PhRMA did not respond to requests for comment for this story.
Lankford, too, acknowledged that there is no current strategy in Congress to mitigate the threat of drugmakers taking advantage of the concept to maximize their profits, but the Senate Finance Committee is supportive of trying out value-based arrangements.
Sens. Bill Cassidy (R-La.) and Mark Warner (D-Va.) have introduced draft legislation encouraging states to explore value-based arrangements.
“We’re bringing stakeholders together to hear everyone’s thoughts,” said Ty Bofferding, Cassidy’s press secretary. “For us, value means the patient is better off than they would be otherwise.”
In Oklahoma, Nesser remains skeptical the state will save any money or that the strategy is effective beyond “one-offs,” and she said it is clear that not every state should follow its model. To really help states control drug costs, she said, Congress needs to work on larger solutions — such as price controls.
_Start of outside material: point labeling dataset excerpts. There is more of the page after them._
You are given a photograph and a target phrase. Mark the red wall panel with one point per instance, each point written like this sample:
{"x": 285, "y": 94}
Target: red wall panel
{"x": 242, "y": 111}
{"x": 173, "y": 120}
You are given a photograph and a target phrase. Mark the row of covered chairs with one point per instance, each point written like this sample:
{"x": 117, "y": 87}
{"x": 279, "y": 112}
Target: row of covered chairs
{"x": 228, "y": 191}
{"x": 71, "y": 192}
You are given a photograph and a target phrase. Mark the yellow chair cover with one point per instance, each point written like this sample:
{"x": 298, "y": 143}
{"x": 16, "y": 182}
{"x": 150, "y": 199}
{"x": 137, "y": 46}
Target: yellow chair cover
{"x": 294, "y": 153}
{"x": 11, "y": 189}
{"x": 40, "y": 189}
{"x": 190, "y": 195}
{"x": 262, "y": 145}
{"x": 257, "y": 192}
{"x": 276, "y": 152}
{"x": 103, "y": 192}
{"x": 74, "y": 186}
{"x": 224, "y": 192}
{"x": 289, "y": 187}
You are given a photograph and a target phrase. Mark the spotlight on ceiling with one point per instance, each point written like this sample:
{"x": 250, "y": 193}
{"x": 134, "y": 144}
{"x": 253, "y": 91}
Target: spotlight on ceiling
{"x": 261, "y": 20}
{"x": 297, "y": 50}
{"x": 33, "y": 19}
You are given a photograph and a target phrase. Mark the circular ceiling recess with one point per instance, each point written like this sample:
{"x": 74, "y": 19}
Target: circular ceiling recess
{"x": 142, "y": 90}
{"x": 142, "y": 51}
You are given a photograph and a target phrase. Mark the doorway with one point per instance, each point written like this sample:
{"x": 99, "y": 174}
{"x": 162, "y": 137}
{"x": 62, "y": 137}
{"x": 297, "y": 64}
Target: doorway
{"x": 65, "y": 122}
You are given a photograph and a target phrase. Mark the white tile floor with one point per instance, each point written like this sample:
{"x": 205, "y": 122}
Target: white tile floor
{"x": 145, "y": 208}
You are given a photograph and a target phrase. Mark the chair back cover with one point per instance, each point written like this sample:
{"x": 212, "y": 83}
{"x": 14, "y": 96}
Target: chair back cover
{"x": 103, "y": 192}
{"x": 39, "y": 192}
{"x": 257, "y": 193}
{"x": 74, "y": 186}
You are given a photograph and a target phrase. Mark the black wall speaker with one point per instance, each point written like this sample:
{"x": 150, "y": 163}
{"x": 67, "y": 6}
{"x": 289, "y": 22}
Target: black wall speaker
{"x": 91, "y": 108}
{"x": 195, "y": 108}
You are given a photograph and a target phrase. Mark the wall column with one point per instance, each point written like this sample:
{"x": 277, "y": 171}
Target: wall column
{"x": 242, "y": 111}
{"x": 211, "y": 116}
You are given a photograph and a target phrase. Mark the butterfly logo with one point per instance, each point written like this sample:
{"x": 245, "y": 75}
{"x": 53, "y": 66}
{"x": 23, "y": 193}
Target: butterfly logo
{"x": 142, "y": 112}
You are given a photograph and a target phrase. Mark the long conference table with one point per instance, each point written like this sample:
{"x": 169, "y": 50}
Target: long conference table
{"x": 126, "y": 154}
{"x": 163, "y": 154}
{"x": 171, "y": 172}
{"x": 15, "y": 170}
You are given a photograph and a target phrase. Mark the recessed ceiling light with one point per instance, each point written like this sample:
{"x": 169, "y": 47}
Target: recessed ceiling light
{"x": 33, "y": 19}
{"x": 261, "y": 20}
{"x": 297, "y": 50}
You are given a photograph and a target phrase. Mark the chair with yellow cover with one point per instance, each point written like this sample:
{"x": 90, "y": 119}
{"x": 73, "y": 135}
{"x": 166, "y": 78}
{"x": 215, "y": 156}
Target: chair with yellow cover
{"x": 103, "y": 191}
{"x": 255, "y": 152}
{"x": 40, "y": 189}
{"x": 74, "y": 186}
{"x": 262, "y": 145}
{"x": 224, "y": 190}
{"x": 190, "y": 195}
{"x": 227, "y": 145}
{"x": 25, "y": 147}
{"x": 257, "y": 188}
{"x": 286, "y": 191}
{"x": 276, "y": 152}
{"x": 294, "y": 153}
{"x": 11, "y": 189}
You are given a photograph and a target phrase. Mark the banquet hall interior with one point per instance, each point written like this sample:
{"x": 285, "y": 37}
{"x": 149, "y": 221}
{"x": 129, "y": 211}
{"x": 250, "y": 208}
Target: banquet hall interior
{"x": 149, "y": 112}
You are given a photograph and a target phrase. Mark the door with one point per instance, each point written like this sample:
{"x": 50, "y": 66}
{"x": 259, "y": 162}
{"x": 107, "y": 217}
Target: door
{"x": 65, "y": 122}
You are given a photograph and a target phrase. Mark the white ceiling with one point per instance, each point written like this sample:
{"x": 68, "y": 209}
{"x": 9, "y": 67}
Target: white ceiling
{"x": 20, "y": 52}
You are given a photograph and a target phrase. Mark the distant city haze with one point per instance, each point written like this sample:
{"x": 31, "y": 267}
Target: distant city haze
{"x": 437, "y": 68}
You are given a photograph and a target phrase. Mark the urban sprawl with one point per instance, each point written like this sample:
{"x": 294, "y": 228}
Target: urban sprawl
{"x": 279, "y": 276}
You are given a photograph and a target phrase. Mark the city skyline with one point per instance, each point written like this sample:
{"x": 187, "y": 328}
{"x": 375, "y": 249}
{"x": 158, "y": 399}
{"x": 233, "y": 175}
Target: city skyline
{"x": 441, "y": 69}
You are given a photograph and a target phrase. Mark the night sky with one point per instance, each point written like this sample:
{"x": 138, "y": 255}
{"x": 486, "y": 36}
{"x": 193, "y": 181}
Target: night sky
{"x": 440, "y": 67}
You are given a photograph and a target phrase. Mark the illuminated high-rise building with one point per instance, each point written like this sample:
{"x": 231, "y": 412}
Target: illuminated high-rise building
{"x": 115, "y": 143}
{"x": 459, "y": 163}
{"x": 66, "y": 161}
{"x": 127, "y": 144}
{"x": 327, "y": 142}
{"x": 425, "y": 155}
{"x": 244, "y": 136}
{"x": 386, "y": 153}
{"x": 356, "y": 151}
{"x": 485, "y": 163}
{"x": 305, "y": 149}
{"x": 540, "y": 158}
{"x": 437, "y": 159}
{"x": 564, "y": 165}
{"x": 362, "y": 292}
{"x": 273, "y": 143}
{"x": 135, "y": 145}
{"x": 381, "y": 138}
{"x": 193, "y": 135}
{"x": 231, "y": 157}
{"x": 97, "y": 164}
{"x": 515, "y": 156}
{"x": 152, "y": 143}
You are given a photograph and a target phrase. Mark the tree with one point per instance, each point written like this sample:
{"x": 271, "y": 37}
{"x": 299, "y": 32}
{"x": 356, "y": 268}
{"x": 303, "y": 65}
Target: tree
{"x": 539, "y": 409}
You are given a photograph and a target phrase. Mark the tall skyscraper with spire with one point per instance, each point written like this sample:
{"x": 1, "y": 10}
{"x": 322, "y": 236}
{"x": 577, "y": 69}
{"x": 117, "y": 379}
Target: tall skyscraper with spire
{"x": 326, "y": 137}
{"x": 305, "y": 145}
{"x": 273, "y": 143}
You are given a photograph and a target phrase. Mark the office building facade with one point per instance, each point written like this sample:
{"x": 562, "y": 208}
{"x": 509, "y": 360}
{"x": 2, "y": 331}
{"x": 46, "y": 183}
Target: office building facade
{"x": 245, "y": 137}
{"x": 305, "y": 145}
For now, to rein in costs associated with specialty drugs, the state is weighing applying for another waiver, allowing OHCA to negotiate what Nesser called “milestone contracts.” Under such agreements, the state would make payments to the manufacturer over time as patients meet temporal milestones — hitting a certain number of days without needing another dose.
But even as the state clarifies details with CMS, Oklahoma is in no rush to once again be the first state to experiment with a new value-based payment model.
“We might have let someone else go first,” Nesser said.